The term ‘data lake’ has started to take a strong place in the Information Management architectures and processes of many organisations. In fact, over the last two years, I have seen more and more data managers developing data lakes in an effort to assist their organisations who need to store information that the business may need down the line.
As part of this experience, I also noticed that many companies are under the impression that you can use a data lake to get rid of the data Information Management rigors that are usually associated with conventional data warehousing. Too often, organisations believe that they can merely dump all kinds of data into the data lake, and somehow, whoever needs it, will be able find it and retrieve it later.

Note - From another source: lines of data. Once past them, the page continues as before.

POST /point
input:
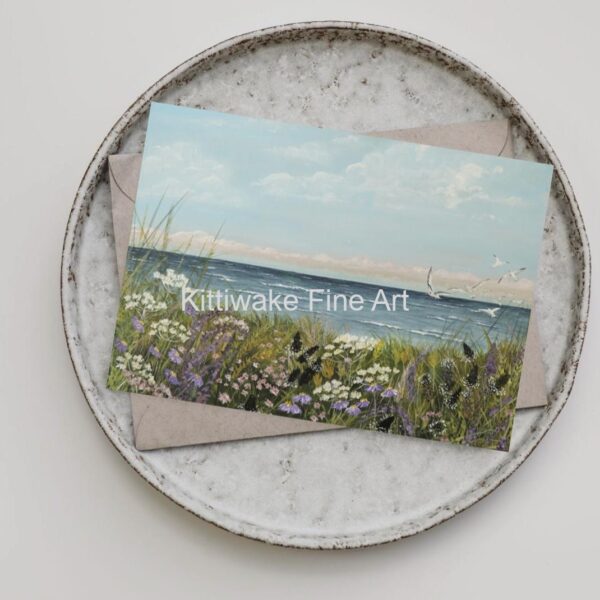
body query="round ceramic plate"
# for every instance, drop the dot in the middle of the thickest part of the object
(342, 488)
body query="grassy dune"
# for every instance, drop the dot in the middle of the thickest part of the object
(274, 364)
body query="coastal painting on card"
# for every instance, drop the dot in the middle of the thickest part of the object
(330, 276)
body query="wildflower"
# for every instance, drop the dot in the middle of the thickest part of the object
(120, 345)
(174, 356)
(373, 388)
(171, 377)
(470, 436)
(491, 364)
(137, 324)
(340, 405)
(224, 398)
(195, 379)
(190, 310)
(406, 422)
(290, 408)
(302, 399)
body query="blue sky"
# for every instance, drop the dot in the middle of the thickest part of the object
(308, 192)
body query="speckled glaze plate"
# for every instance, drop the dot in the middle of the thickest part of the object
(346, 488)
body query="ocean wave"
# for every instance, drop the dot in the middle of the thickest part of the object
(380, 324)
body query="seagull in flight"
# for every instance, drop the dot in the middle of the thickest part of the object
(514, 275)
(489, 311)
(498, 262)
(430, 291)
(476, 285)
(468, 291)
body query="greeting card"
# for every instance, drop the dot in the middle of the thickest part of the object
(329, 276)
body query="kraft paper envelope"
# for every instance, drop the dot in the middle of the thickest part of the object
(167, 422)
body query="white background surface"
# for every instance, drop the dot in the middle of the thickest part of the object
(75, 520)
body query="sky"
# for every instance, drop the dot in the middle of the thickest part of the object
(337, 203)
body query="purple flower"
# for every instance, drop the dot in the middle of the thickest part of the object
(406, 423)
(375, 387)
(174, 356)
(502, 445)
(491, 365)
(190, 310)
(290, 408)
(171, 377)
(137, 324)
(340, 405)
(470, 436)
(411, 375)
(195, 379)
(302, 399)
(120, 345)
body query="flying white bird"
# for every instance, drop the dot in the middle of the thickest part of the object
(489, 311)
(476, 285)
(430, 291)
(514, 275)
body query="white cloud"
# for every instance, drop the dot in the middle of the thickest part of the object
(182, 170)
(463, 186)
(313, 152)
(318, 187)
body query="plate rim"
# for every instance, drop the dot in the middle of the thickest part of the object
(94, 173)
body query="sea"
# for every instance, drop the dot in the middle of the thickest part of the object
(428, 320)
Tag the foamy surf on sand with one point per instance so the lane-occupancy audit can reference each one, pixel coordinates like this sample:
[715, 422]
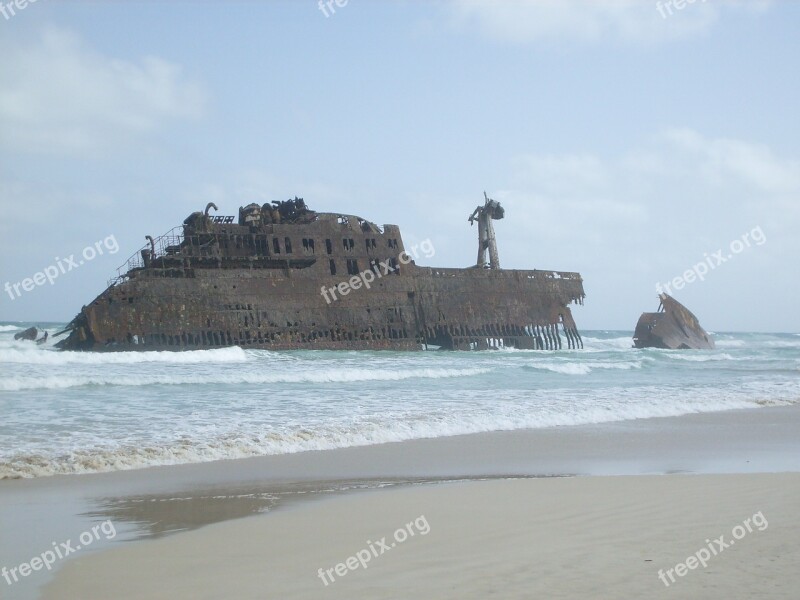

But this is madness – if fact, this kind of approach can introduce more chaos into the organisation – where the data lake can potentially become an unmanageable dump of data that no-one knows exactly what is in there, how to manage or access it and with more data continually flooding in.
As with most data related strategies, there are key concepts that should always be considered. This is especially necessary when incorporating a data lake into your Information Strategy. I would recommend reading the 2016 Building a Data Lake with Legacy Data checklist report (by TDWI and sponsored by Syncsort), as it provides some great insight into the Information Management disciplines that can be applied for a data lake.
There are 3 highlights which stand out for me – so here follows a summary for your interest.
Use master data and metadata accurately
There are various sources of data that make up the lake, but it is crucial to consider – and manage – master data and metadata when developing, implementing and maintaining a data lake in a business. This list of master data items can become quite extensive – yes, we have the standard list of lookup values, but it also includes key entities that are involved in the transactional processes, such as products, customers, suppliers, each with their relevant attributes. With the vast array of data that floods into the lake, the metadata is essential to catalogue its contents and to provide guidance to a wide variety of users on how to access it and how to interpret its contents.
Data lakes need data governance
Given the impact of regulation and governance today, a data lake must form part of the data governance strategy of any business. Not only does this ensure compliance of the data, but allows the data to be more easily accessed and processed, amongst many other opportunities. Data governance cannot be an afterthought, especially for those with extensive legacy data stores, which are often maintained for regulatory and compliance reasons – as well as for long-term analytics use.
Data security becomes important to data lakes
As data is positioned in a data lake, aspects related to data security must be considered and investigated thoroughly by the business who owns the data lake. So, for example, when we look at semantic data, we understand that data is more than just individual fields. Rather it specifies two data basics – as well as the relationship between them – and can be added when you integrate data into a data lake. However, who may access what across such relationships need to be carefully assessed and controlled.
Concluding remarks
Of course, a data lake can reduce the time-consuming and labour-intensive processes associated with gathering and storing large pools of information. However, it does not reduce the need for Information Management disciplines in the broader sense. In fact, a business needs rather more, and stricter, Information Management disciplines and processes to reap the business benefits proposed by the implementation of a data lake.